There are 1094 rows in the training set, and 235 in the test set


**StringIndexer: A label indexer that maps a string column of labels to an ML column of label indices. If the input column is numeric, we cast it to string and index the string values. The indices are in [0, numLabels). By default, this is ordered by label frequencies so the most frequent label gets index 0. The ordering behavior is controlled by setting stringOrderType. Its default value is ‘frequencyDesc’.**

**StringIndexer(inputCol=None, outputCol=None)**

**Pipeline: ML Pipelines provide a uniform set of high-level APIs built on top of DataFrames that help users create and tune practical machine learning pipelines.**

In [None]:
categorical_columns = [field for (field,dataType) in trainDF.dtypes if ((dataType == 'string') & (field != 'Ticket')  & (field != 'Name'))]
print(type(categorical_columns))

<class 'list'>


In [None]:
indexOutput= [x + "_Index" for x in categorical_columns]

In [None]:
OneHotColumns = [x + "_ OHE" for x in categorical_columns]

In [None]:
from pyspark.ml.feature import VectorAssembler ,StringIndexer,OneHotEncoder


In [None]:
stringIndexer = StringIndexer(inputCols=categorical_columns ,outputCols=indexOutput,handleInvalid='skip')
onehotEncoder = OneHotEncoder(inputCols=indexOutput,outputCols=OneHotColumns)
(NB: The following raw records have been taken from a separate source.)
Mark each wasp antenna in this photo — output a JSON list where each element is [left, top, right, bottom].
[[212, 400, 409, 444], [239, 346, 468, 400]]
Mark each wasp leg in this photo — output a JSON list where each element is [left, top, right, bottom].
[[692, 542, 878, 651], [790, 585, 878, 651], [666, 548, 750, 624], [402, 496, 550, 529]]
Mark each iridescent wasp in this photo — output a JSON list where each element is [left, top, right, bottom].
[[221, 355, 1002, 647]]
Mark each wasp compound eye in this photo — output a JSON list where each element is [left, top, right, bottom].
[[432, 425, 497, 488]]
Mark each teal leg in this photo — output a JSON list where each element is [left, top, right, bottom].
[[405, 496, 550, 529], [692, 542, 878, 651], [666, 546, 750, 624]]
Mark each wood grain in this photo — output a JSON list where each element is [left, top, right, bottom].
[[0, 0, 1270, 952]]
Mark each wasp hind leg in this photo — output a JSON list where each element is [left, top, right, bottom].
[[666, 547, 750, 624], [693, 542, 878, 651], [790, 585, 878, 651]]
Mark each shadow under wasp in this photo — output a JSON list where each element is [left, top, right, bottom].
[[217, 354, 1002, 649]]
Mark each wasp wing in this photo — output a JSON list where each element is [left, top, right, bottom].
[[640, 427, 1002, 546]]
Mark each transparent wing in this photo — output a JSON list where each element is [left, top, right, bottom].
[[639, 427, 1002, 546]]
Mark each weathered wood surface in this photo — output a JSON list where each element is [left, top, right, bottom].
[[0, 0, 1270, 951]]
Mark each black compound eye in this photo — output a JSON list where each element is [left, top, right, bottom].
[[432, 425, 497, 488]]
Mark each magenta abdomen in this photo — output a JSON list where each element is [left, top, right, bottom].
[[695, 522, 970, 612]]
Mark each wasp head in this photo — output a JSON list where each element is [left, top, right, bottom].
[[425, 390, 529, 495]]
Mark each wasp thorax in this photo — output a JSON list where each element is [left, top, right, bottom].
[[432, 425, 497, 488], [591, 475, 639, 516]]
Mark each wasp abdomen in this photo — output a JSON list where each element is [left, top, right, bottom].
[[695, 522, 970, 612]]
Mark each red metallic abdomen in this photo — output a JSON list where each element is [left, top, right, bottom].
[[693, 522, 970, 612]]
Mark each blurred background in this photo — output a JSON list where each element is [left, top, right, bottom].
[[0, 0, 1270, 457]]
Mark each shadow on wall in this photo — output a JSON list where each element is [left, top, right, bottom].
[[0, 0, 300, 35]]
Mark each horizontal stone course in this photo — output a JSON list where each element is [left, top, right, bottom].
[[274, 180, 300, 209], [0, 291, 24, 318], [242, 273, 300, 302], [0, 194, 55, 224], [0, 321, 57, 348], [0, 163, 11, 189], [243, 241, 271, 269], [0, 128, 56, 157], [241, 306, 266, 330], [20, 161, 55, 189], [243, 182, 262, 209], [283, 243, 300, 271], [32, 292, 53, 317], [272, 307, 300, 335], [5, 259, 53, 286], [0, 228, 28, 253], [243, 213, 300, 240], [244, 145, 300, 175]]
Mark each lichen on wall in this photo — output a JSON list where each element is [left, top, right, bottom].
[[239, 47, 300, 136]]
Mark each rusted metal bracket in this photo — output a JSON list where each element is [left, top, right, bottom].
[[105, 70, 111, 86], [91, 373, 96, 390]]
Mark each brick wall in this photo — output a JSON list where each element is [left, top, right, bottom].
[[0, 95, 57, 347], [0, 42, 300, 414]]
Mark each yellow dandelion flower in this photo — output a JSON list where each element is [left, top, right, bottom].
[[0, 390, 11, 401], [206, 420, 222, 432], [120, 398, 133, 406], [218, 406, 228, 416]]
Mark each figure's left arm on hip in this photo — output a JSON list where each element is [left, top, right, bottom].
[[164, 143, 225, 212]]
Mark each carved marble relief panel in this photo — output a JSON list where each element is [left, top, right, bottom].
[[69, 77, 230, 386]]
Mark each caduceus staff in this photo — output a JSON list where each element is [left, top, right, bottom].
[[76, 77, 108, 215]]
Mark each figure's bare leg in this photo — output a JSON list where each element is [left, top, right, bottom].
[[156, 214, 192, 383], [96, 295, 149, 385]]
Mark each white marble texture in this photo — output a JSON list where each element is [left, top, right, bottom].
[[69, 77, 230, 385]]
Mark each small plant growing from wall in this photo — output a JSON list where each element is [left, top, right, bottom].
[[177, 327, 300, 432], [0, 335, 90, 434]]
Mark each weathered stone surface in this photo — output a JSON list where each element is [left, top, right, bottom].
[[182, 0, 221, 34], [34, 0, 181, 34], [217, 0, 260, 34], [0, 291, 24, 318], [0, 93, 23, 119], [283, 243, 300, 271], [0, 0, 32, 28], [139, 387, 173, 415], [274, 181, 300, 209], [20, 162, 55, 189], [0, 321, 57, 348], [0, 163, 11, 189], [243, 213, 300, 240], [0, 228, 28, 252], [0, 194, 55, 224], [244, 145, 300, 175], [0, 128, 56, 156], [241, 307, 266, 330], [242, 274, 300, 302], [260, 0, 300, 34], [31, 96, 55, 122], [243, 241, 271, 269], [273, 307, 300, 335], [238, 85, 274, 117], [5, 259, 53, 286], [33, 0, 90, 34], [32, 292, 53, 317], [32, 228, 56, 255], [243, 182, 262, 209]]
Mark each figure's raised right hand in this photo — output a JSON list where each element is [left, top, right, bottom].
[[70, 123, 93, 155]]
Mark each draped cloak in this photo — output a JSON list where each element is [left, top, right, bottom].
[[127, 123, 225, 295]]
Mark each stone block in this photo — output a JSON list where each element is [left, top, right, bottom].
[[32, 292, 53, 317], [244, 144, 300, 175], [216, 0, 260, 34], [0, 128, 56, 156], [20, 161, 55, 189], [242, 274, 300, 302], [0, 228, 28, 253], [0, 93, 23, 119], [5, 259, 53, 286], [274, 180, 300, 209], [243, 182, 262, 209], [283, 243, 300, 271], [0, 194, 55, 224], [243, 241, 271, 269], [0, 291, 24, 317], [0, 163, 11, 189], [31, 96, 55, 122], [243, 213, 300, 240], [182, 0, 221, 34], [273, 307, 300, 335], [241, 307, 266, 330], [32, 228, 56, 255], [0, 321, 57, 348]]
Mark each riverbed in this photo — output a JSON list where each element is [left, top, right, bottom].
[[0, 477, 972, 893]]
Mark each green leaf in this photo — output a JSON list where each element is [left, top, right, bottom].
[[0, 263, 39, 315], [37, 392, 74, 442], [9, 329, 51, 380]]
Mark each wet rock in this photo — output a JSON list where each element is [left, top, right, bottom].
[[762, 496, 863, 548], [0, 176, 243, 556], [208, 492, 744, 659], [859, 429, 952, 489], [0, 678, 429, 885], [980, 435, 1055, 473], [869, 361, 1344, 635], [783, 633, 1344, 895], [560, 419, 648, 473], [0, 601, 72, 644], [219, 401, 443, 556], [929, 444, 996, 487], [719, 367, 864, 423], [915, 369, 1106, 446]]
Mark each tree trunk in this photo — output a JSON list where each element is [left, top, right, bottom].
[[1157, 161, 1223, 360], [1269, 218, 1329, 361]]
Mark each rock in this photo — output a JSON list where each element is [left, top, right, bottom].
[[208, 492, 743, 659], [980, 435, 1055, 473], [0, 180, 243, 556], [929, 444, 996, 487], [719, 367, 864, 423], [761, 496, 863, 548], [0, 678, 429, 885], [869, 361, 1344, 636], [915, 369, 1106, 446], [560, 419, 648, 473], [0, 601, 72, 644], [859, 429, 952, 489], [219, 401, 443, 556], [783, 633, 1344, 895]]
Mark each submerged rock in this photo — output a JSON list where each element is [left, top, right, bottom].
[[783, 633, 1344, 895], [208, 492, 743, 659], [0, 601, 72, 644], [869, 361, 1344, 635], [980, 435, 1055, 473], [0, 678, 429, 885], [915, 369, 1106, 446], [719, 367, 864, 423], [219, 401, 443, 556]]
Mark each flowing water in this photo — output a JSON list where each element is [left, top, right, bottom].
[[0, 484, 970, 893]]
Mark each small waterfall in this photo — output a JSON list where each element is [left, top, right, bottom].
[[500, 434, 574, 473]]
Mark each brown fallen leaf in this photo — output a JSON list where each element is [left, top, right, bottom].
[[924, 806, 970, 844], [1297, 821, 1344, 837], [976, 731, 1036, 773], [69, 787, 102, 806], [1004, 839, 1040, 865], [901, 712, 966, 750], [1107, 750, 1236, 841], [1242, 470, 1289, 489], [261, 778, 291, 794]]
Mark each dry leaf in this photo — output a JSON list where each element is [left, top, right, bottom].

numericColumns  = [field for (field,dataType) in trainDF.dtypes if ((dataType == 'double') | (dataType =='int')) & ((field != 'PassengerId') &(field != 'Survived')) ]


In [None]:
assembler_Inputs = OneHotColumns + numericColumns

In [None]:
vecAssembler = VectorAssembler(inputCols=assembler_Inputs , outputCol='features')

In [None]:
from pyspark.ml.classification import RandomForestClassifier
random= RandomForestClassifier(labelCol='Survived',featuresCol='features')

In [None]:
from pyspark.ml import Pipeline

pipeline = Pipeline(stages=[stringIndexer,onehotEncoder,vecAssembler,random])
pipeline_Model = pipeline.fit(trainDF)


In [None]:
predictions = pipeline_Model.transform(testDF)

In [None]:
predictions.select('features','Survived','prediction').show()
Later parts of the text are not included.